First of all, I want to thank my loving blog friends for their prayers. I do feel much better and not so overwhelmed. It's so good to know I have friends that will pray for me and care. I have tried to focus more on the positive and give the rest to the Lord. I cannot change other people. It's hard enough to change myself.
I have been doing my study on Having a Mary Spirit by Joanna Weaver and it has really helped me. This next week I will be writing about how we have this battle raging within us and going over it this week has helped me to put some things in perspective. I have always had a tendency to want to help people even when they really didn't want me to.
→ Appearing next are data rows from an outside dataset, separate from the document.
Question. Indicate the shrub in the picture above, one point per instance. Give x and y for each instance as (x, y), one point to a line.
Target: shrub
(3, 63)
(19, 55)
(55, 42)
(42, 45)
When I was in kindergarten I had a little boyfriend named Donnie. He was so cute with olive skin and big green eyes. We were five but liked each other and held hands when we walked to the lunch room and outside for recess. At the end of every day we had to fold our mats a certain way. We used these mats to rest on for our nap. One afternoon Donnie was having a very difficult time getting his mat to fold up right and he had tried numerous times. I tried to get him to let me help him. He refused. We were the last two children left in the room with the teacher. He started crying and I started crying. I wanted him to let me help him. He was determined that he could do it himself. The teacher let us try and work it out and the tears kept coming. Finally our mothers showed up to pick us from school.
They hugged us and of course, the tears really got going. That was a very stressful situation for two five year olds. As I look back I was beginning a long history of trying to help someone that I am more worked up about helping. than they wanted to be helped. It is not a wonderful thing. It is draining, heart wrenching, and has taken me many years to figure out. Of course, figuring it out doesn't always been I don't fall back into old habits.
When I was in social work I experienced so much frustration. I am much better in the field that I'm currently in. I'm still helping people but I am more removed from the person I'm helping. That's a good thing for me. Again, I thank you for all your prayers and know that I do appreciate it so much.
I wanted to share Avery's new blooms. She loves gardening and has been watering and caring for, and I must add, talking to her flowers for months. She now has new geraniums on the horizon. It thrills her and I am so proud of her new skills.
9 comments:
I enjoy YOUR blog, too.
I thought I'd pop over and tell you that I'd written earlier about losing Christopher's part of the Social Security Disability check since he has now graduated from high school.
Of course, being a homeschool mom I guess I could have FAILED him! :)
I love flowers - so does mama. in the fall mama somehow digs out her Geraniums and shakes off the dirt and puts them in paper bags in the basement, keeps them dark and then replants them in the spring! Most survive that ordeal and bloom again!
It's great that you have such a loving and giving heart. Glad you are feeling better and not so overwhelmed.
Loved the flower picture.
SMiles.
Hi Trish it's good to back and blogging again. I have held you in prayer and am glad that your doing better. If I believed in reincarnation I would say we were sister in another life. We are so alike and always leading with our heart...and we do get hurt don't we? I hope that your next week is better and more blessed.
Dustye
Afternoon Trish...I've really enjoyed catching up on your blog today...thanks for always visiting me and leaving such kind and thoughtful comments.
Be blessed today...
Hope you are feeling better now. I too get my moments.........
That story of your little friend was really a pognant memory. It is hard when you want to help some one but they won't accept it. we can but try. I also get upset bu things like that.
I'm so glad you're feeling better about things. It is hard not to want to do things for others out of love and concern - but don't forget how much your prayers do!
I can see that you feel a great deal of compassion for other people and ache to help. Maybe sometimes, God just wants us to pray so that He can show Himself strong to the hurting person. I don't know...hope you are feeling better.
Avery's geranium is fantastic. I love them but can't grow them at all.
My goodness, Nanatrish, we are at opposite ends of the spectrum. I tend to be the one looking around and saying 'Help me!"
My kindergarten report card makes me chuckle, as my teacher wrote: "Lavinia needs to learn to do up her own boots and coat and not rely on her sister to do it for her".
You are like my mother. It is very, very, hard for her to stand by and let the other person 'do for' themselves....she rushes in to 'do for them'.
p.s.---Avery's geraniums are coming along very nicely...her efforts are paying off!